The group's principal mission will be to move health-and-welfare information from the island back to the U.S. mainland, where that data will be entered in the Red Cross Safe and Well system. The Salvation Army Team Emergency Radio Network (SATERN) has been asked to assist these operators when they check in with tactical, health-and-welfare (H&W), and Safe and Well messages.

ARRL has equipped each team with an HF transceiver, software, a dipole antenna, a power supply, and all connecting cables, fitted in a rugged waterproof container. In an unprecedented and crucial move, the Federal Emergency Management Agency (FEMA) agreed to help get the Ham Aid gear to Puerto Rico. The League also is sending two VHF repeaters, a dozen hand-held transceivers, five mobile radios, batteries, a number of small 2-kW portable generators, and solar-powered battery chargers. The hams and their equipment will be sent to Red Cross shelters extending from San Juan to the western end of the island.
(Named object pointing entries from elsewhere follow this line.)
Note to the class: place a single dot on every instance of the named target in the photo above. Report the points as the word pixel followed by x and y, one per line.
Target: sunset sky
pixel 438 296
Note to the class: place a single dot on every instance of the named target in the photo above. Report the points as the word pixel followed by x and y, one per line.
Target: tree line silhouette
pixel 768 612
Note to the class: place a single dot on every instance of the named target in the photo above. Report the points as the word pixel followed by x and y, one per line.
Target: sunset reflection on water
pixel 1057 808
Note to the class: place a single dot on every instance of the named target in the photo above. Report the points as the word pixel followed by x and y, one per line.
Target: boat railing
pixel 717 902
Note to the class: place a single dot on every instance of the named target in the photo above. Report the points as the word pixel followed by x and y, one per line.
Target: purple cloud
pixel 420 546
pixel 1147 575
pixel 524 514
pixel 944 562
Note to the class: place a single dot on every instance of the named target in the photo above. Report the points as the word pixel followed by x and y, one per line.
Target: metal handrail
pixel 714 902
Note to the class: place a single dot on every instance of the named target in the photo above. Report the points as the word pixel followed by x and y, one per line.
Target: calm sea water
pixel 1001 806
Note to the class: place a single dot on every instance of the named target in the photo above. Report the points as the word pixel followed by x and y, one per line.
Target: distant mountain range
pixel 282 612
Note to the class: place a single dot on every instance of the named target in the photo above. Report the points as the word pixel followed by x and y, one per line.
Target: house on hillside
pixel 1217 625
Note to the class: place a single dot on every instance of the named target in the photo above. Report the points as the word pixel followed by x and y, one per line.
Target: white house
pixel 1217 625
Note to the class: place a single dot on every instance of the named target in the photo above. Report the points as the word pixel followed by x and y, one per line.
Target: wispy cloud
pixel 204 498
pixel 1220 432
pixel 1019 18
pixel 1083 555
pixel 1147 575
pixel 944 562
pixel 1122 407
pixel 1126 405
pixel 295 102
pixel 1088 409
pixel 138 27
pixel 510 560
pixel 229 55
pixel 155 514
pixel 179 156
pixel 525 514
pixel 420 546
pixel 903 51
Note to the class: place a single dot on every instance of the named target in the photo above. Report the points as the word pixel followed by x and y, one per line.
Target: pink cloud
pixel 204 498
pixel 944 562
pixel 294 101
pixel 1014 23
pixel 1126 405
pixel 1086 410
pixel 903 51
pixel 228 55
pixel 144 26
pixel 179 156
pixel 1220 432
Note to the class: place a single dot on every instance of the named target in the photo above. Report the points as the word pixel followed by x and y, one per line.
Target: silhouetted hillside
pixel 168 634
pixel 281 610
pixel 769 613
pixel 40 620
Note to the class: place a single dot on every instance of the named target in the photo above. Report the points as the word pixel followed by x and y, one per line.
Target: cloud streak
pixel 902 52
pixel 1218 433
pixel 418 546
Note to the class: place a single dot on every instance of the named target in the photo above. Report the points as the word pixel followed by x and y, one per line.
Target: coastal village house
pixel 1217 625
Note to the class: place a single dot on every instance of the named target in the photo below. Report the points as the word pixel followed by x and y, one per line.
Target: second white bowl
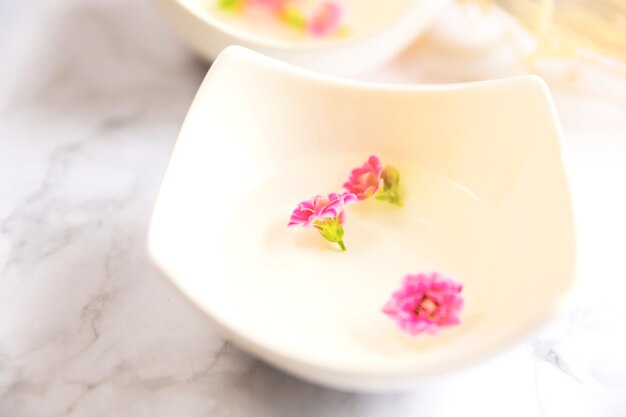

ARRL's Emergency Preparedness Manager, Mike Corey, KI1U, and ARRL representative to NPSTC, said this was the first time in the nearly 75-year relationship between ARRL and the ARC that such a request for assistance had been made. "Hurricane Maria has devastated the island's communications infrastructure," Corey said. "Without electricity and telephone, and with most of the cell sites out of service, millions of Americans are cut off from communicating. Shelters are unable to reach local emergency services. And, people cannot check on the welfare of their loved ones. The situation is dire."